To further substantiate this point, it appears that the imposition of penalties on the amount found to be due would nullify any gain made in appealing an assessment. With the time consumed in litigation in our present court system, ranging from six months to three years, a penalty of one percent per month, as provided in this case, would mount up so as to nullify any savings made by the taxpayer. In Phipps et al., Trustees, v. Kirk, Treasurer, 333 Pa. 478 (1939), the court said:

“Any other conclusion would be an absurdity and would make an appeal by such taxpayers a vain and useless thing.”

In Integrity Trust Company v. Fell et al., 17 D. & C. 97 (1932), the court said:

“If the property owner tenders promptly upon the determination of the appeal the amount properly owing by him, the penalty for nonpayment of the tax at the time it was due cannot be exacted by the city.”

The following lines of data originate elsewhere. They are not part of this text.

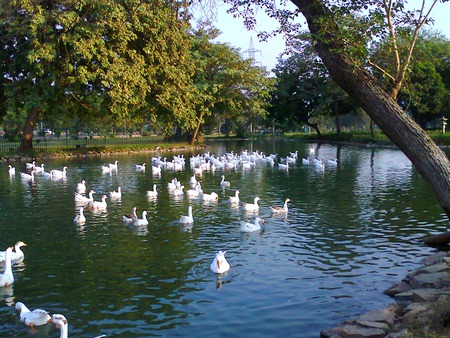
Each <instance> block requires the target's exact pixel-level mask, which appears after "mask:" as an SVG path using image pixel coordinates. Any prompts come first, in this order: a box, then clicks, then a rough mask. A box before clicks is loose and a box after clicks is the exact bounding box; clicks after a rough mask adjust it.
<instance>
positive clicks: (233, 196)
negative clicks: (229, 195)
mask: <svg viewBox="0 0 450 338" xmlns="http://www.w3.org/2000/svg"><path fill="white" fill-rule="evenodd" d="M239 201H240V199H239V190H236V192H235V193H234V196H230V197H228V202H230V203H232V204H239Z"/></svg>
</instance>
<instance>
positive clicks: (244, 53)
mask: <svg viewBox="0 0 450 338" xmlns="http://www.w3.org/2000/svg"><path fill="white" fill-rule="evenodd" d="M410 3H411V4H413V5H415V6H418V5H419V4H420V3H421V1H419V0H411V1H410ZM228 8H229V6H227V5H223V4H222V5H218V7H217V10H218V15H217V20H216V21H215V22H214V26H215V27H216V28H218V29H219V30H220V31H221V32H222V34H221V35H220V37H219V38H218V39H217V41H218V42H227V43H229V44H230V45H231V46H233V47H237V48H239V49H240V51H241V53H242V54H243V56H244V58H248V57H249V56H250V55H251V53H252V51H253V54H254V57H255V61H256V62H257V63H258V64H259V65H262V66H263V67H266V69H267V70H268V71H270V70H272V69H273V68H275V65H276V64H277V57H278V56H279V55H280V53H281V52H282V51H283V49H284V42H283V38H282V37H281V36H280V37H276V38H271V39H269V41H268V42H261V41H259V40H258V37H257V33H256V32H255V31H248V30H247V29H246V28H245V27H244V24H243V21H242V19H241V18H233V16H232V15H231V14H228V13H226V11H227V9H228ZM431 17H432V18H433V19H434V20H435V23H434V26H432V27H431V28H432V29H434V30H438V31H440V32H442V33H443V34H444V35H446V36H447V37H448V38H449V39H450V20H449V18H450V2H447V3H438V4H436V6H435V8H434V9H433V11H432V14H431ZM257 18H259V20H258V25H257V27H256V28H257V29H258V30H270V29H271V28H273V27H276V26H277V22H276V21H275V20H271V19H270V18H269V17H268V16H267V15H265V14H264V13H262V12H260V13H258V14H257ZM302 19H303V21H304V18H302ZM304 27H305V29H307V26H306V24H305V26H304ZM251 41H252V42H253V48H250V42H251Z"/></svg>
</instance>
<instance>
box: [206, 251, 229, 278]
mask: <svg viewBox="0 0 450 338" xmlns="http://www.w3.org/2000/svg"><path fill="white" fill-rule="evenodd" d="M226 253H227V252H226V251H219V252H217V253H216V256H215V257H214V260H213V261H212V263H211V265H210V268H211V271H212V272H214V273H224V272H227V271H228V270H230V263H228V261H227V259H226V258H225V254H226Z"/></svg>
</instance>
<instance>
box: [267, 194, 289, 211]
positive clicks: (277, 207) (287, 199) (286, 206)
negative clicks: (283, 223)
mask: <svg viewBox="0 0 450 338" xmlns="http://www.w3.org/2000/svg"><path fill="white" fill-rule="evenodd" d="M290 201H291V200H290V199H289V198H286V199H285V200H284V205H283V206H282V207H280V206H279V205H274V206H271V207H270V210H272V212H273V213H274V214H287V212H288V207H287V204H288V202H290Z"/></svg>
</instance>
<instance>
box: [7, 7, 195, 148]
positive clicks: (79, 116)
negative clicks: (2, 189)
mask: <svg viewBox="0 0 450 338" xmlns="http://www.w3.org/2000/svg"><path fill="white" fill-rule="evenodd" d="M185 5H186V4H183V3H181V4H180V5H178V3H174V4H172V3H170V2H169V3H167V2H162V1H159V0H154V1H152V2H141V1H137V0H136V1H108V0H100V1H93V2H90V1H87V2H79V1H75V0H69V1H65V2H63V3H52V2H48V1H28V0H27V1H18V0H17V1H16V0H12V1H2V2H1V6H2V11H1V12H0V30H1V35H0V36H1V39H2V40H0V41H1V45H2V50H1V52H0V53H1V54H0V55H1V60H2V62H1V64H2V70H3V71H4V73H3V74H6V75H5V76H4V78H3V82H4V86H3V87H2V91H3V92H2V96H3V97H5V101H4V108H5V110H6V111H7V112H8V114H16V115H18V114H19V113H23V114H25V115H26V121H25V124H24V128H23V139H22V150H24V151H26V150H28V149H30V148H31V147H32V135H33V134H32V132H33V129H34V124H35V123H36V121H37V118H38V116H41V117H43V118H44V119H46V118H51V117H52V116H58V117H59V116H72V117H73V116H77V117H78V118H83V117H89V118H90V119H95V118H103V117H104V116H105V114H107V116H108V118H109V119H110V121H112V122H113V123H115V124H116V125H120V124H121V123H122V122H123V121H130V120H135V121H136V120H137V121H139V120H142V119H144V118H145V119H152V120H153V121H154V120H156V112H161V116H162V117H164V116H167V115H170V118H167V120H168V121H178V122H180V123H185V122H186V121H190V118H189V116H186V115H188V114H189V113H190V112H191V111H192V109H191V108H192V105H191V101H190V95H189V90H190V89H191V82H190V75H191V74H192V64H190V63H189V62H188V61H189V58H188V57H186V55H187V54H188V52H189V35H188V27H189V26H188V20H185V19H180V18H183V17H184V16H183V8H185ZM184 94H185V95H184Z"/></svg>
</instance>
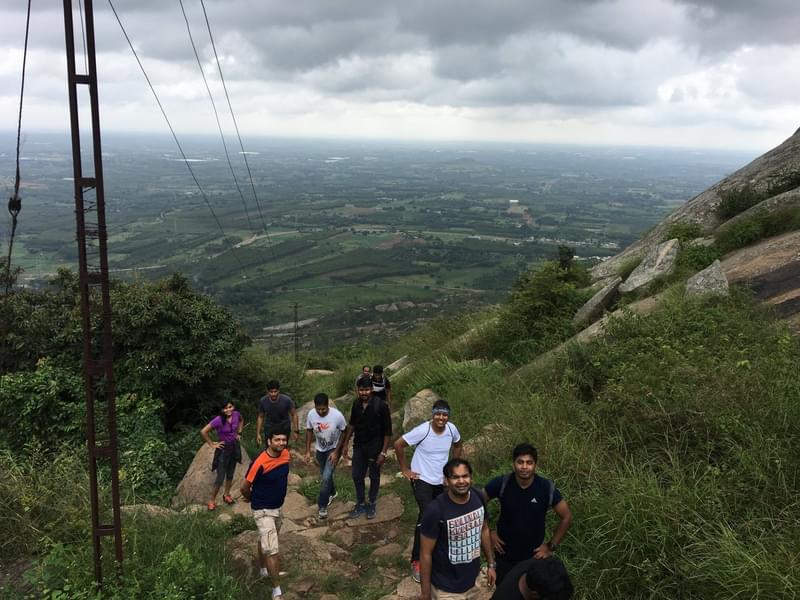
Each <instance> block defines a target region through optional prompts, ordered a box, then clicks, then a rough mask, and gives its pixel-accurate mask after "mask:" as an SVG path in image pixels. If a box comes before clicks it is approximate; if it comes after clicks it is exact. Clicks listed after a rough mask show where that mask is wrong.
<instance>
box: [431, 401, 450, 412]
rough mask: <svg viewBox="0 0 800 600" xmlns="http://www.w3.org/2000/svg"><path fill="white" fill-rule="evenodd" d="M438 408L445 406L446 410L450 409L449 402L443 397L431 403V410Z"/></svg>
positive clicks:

In view of the Pennsylvania authority on the subject and with a reasonable view in mind of the purpose of exacting a penalty, it is the conclusion of this court that plaintiff is not liable for a penalty on the amount of the tax which was due.

Therefore, the decision in this case is that plaintiff is liable for the amount of the tax as stipulated, plus interest from the due date of the tax until the time tender was made but that no penalty shall be assessed plaintiff for that period of time.

*190 Order of Court

And now, to wit, April 8,1953, it is hereby ordered, adjudged and decreed that plaintiff, H. J. Heinz Company, is liable to the City of Pittsburgh for interest from March 15,1950, to July 21,1952, on the amount of money owed by plaintiff to the city by reason of the city mercantile tax.

It is further ordered that defendant, City of Pittsburgh, be enjoined from collecting any penalty which may have been assessed by reason of this tax.